Title: Operator theory on noncommutative varieties
Authors: Gelu Popescu
Issue: Volume 55 (2006), Issue 2, 389-442
Abstract: We develop a dilation theory on noncommutative varieties determined by row contractions $T := [T_1, \ldots, T_n]$ subject to constraints such as $$p(T_1, \ldots, T_n) = 0, \quad p \in \mathcal{P},$$ where $\mathcal{P}$ is a set of noncommutative polynomials. The model $n$-tuple is the universal row contraction $[B_1, \ldots, B_n]$ satisfying the same constraints as $T$, which turns out to be, in a certain sense, the \emph{maximal constrained piece} of the $n$-tuple $[S_1, \ldots, S_n]$ of left creation operators on the full Fock space on $n$ generators.

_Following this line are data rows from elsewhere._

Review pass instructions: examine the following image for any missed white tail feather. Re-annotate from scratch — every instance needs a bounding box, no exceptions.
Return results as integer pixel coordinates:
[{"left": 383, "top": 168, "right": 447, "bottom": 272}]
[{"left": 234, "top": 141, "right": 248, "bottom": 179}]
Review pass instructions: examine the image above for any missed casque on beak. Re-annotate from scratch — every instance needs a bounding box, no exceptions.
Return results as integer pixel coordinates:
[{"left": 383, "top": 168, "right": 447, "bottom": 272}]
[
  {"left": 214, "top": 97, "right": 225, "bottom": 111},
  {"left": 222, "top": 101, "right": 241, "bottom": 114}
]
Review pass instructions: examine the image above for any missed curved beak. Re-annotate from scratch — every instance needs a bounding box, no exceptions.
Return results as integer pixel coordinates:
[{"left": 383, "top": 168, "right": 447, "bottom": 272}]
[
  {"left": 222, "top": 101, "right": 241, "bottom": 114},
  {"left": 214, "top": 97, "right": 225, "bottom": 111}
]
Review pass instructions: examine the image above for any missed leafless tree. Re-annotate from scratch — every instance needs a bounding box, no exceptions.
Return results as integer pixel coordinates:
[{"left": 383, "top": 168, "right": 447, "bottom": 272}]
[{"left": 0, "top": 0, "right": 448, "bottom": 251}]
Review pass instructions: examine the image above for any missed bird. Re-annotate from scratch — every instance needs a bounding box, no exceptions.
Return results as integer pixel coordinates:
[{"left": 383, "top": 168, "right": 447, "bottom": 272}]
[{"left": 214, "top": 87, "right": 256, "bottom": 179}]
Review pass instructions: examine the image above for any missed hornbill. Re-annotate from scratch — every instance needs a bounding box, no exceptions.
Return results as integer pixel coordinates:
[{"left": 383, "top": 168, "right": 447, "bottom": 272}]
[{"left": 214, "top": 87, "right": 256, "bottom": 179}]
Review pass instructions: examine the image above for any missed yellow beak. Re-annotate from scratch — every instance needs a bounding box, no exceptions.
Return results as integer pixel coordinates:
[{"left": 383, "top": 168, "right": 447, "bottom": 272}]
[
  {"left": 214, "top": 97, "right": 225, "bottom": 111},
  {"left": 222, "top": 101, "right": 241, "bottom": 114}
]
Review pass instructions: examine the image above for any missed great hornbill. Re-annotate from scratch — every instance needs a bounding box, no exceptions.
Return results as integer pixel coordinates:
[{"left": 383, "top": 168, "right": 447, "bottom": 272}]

The theory is based on a class of \emph{constrained Poisson kernels} associated with $T$ and representations of the $C^*$-algebra generated by $B_1, \ldots, B_n$ and the identity. Under natural conditions on the constraints we have uniqueness for the minimal dilation.\par A characteristic function $\Theta_T$ is associated with any (constrained) row contraction $T$ and it is proved that $$I - \Theta_T \Theta_T^* = K_T K_T^*,$$ where $K_T$ is the (constrained) Poisson kernel of $T$. Consequently, for \emph{pure constrained} row contractions, we show that the characteristic function is a complete unitary invariant and provide a model. We show that the curvature invariant and Euler characteristic asssociated with a Hilbert module generated by an arbitrary (resp.~commuting) row contraction $T$ can be expressed only in terms of the (resp.~constrained) characteristic function of $T$.\par We provide a commutant lifting theorem for pure constrained row contractions and obtain a Nevanlinna-Pick interpolation result in our setting.